# AZ home with termites



## Maj92az (Oct 23, 2020)

A 20 year old home in the Phx market i am looking to buy- has had termites. Don't know much yet- but what questions should I ask? 

This home has had only 1 owner since new- the home is very very clean. The disclosure form mentions once has termites and had treatment with continuous monitoring. All receipts and I am told there are treatment things (holes??) Outside around the home. 

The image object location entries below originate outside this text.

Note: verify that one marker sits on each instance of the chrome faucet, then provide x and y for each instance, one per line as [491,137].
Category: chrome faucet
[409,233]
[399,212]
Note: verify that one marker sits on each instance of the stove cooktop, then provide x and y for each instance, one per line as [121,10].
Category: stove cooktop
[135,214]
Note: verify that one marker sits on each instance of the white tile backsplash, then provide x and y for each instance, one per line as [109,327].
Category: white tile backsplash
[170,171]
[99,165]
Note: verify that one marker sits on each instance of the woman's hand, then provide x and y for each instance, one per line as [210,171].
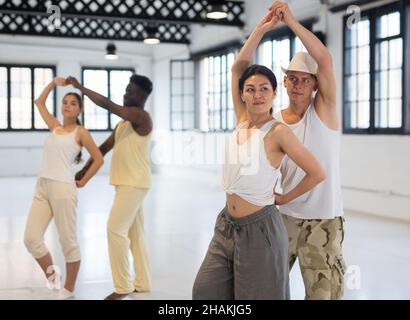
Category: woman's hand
[59,81]
[268,22]
[80,183]
[282,10]
[74,82]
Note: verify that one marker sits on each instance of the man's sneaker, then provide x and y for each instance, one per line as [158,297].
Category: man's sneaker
[62,294]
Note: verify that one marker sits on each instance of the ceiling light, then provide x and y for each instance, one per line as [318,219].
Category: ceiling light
[216,10]
[152,35]
[111,52]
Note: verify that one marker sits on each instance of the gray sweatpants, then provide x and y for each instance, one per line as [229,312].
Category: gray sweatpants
[246,259]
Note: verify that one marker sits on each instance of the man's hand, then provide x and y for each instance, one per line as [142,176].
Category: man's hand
[60,81]
[280,199]
[282,10]
[80,174]
[73,81]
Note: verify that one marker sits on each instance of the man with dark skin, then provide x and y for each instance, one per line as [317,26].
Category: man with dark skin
[130,174]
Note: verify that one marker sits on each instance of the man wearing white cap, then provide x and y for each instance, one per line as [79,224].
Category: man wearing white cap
[314,220]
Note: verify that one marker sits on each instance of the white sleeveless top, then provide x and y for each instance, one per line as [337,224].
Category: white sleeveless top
[60,152]
[247,171]
[325,200]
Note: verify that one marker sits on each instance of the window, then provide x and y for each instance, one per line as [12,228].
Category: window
[182,115]
[373,73]
[19,86]
[275,53]
[110,83]
[216,99]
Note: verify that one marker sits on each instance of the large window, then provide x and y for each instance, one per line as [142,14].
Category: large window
[217,110]
[274,53]
[110,83]
[19,86]
[373,73]
[182,115]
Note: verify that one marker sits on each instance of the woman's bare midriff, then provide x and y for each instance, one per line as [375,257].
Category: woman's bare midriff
[238,207]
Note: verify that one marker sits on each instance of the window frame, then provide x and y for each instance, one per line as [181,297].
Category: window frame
[372,15]
[182,95]
[222,53]
[108,69]
[32,67]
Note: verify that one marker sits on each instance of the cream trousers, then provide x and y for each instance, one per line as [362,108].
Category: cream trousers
[125,232]
[58,200]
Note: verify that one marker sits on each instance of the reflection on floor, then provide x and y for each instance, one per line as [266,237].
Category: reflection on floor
[180,212]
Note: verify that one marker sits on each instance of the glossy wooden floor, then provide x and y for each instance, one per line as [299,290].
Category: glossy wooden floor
[180,212]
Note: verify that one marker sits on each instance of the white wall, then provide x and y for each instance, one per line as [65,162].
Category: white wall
[372,163]
[375,172]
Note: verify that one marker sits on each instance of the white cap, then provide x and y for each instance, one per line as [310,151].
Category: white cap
[302,62]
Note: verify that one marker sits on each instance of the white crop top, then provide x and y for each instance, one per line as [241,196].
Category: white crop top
[60,152]
[247,171]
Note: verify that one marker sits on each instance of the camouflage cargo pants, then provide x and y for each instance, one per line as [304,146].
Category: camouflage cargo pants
[318,245]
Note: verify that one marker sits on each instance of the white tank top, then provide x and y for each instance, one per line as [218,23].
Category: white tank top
[60,152]
[325,200]
[247,171]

I don't know the world of termites- so its hard for me to understand the process of termites and the treatment. Any questions I should ask or things I should have inspected?? One person told me that a house that had termites- then treated- is better than a home that never had evidence of any and never treated...

Thx


----------



## Bud9051 (Nov 11, 2015)

Treatments often come with some form of guarantee. If so ask to have that transferred to you along with the ongoing inspections and whatever they require. Also ask for any and all reports they generated.

Having a termite issue treated and serviced by professionals was the right thing to do and if you can become the new owner with all the included protection you should be fine. You want to be sure if there is a future problem they will be responsible at the same level as if you were the original owner.

They might require you to have a new inspection and treatment but that can be part of the purchase price.

Bud


----------



## DoomsDave (Dec 6, 2018)

Maj92az said:


> A 20 year old home in the Phx market i am looking to buy- has had termites. Don't know much yet- but what questions should I ask?
> 
> This home has had only 1 owner since new- the home is very very clean. The disclosure form mentions once has termites and had treatment with continuous monitoring. All receipts and I am told there are treatment things (holes??) Outside around the home.
> 
> ...


In keeping with Bud's comments, it's possible that AZ might have some laws relating to that. I knew CA does, but we have laws for everything . . .


----------